- Mary Bain in 1937
- Country: United States
- Born: August 8, 1904 Ungvár, Kárpátalja, Hungary
- Died: October 26, 1972 (aged 68) New York City, United States
- Title: Woman International Master (1952)

= Mary Bain =

American chess player (1904–1972)

Mary Weiser Bain (August 8, 1904 – October 26, 1972) was an American chess master.

==Biography==
She was born in or near Ungvár, Kárpátalja, Hungary, which is now Uzhhorod, Zakarpattia oblast, Ukraine, into an assimilated Jewish family. Under the name Marie Weiserova, her 1921 New York immigration manifest lists her previous address as "Ushorod, Czecho-Sl." or Uzhhorod, which was then in Czechoslovakia, but it also lists her place of birth as "Iadobover" [sic], and the modern name of this town is unclear.

She was a Women's World Chess Championship Challenger in 1937 and 1952 and the first American woman to represent the U.S. in an organized chess competition.

She married Leslie Balogh Bain in 1926, an author, war correspondent and film director, and had two children with him. They divorced in 1948. In the 1950s, she ran a chess emporium and coffee house on 42nd Street in Manhattan. She died in New York.
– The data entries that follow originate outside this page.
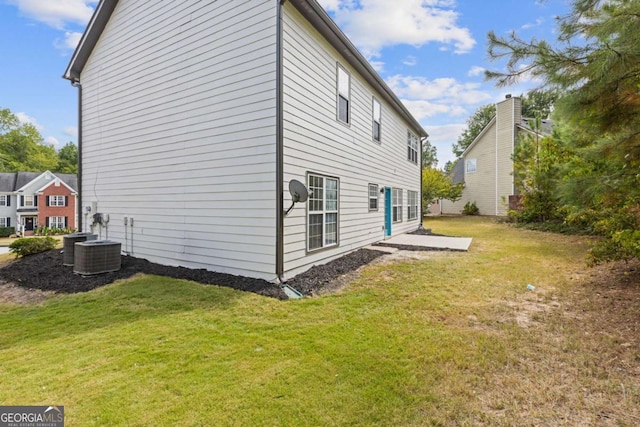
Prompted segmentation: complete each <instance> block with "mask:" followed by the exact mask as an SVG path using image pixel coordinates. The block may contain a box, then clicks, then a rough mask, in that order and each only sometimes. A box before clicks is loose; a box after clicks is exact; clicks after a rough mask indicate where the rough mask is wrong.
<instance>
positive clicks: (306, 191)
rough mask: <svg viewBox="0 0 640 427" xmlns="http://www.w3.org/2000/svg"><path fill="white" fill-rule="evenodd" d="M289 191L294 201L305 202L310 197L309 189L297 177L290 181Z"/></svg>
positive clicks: (289, 183)
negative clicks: (290, 193)
mask: <svg viewBox="0 0 640 427" xmlns="http://www.w3.org/2000/svg"><path fill="white" fill-rule="evenodd" d="M289 193H291V200H293V202H294V203H297V202H302V203H304V202H306V201H307V199H308V198H309V190H307V187H305V186H304V184H303V183H301V182H300V181H298V180H297V179H292V180H291V181H289Z"/></svg>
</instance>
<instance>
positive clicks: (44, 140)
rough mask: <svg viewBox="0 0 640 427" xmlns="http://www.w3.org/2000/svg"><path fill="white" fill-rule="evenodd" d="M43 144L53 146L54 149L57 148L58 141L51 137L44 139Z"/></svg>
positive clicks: (48, 136)
mask: <svg viewBox="0 0 640 427" xmlns="http://www.w3.org/2000/svg"><path fill="white" fill-rule="evenodd" d="M44 142H45V143H47V144H50V145H53V146H54V147H57V146H58V145H59V144H60V141H58V139H57V138H54V137H53V136H48V137H46V138H45V139H44Z"/></svg>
Mary Bain won the U.S. Women's Chess Championship in 1951. Bain was awarded the Woman International Master title in 1952 and represented her country at the 1963 Chess Olympiad, held in Split.

In international tournaments, she took fifth place at Stockholm 1937 (Vera Menchik won) and 14th place at Moscow 1952 (Elisabeth Bykova won).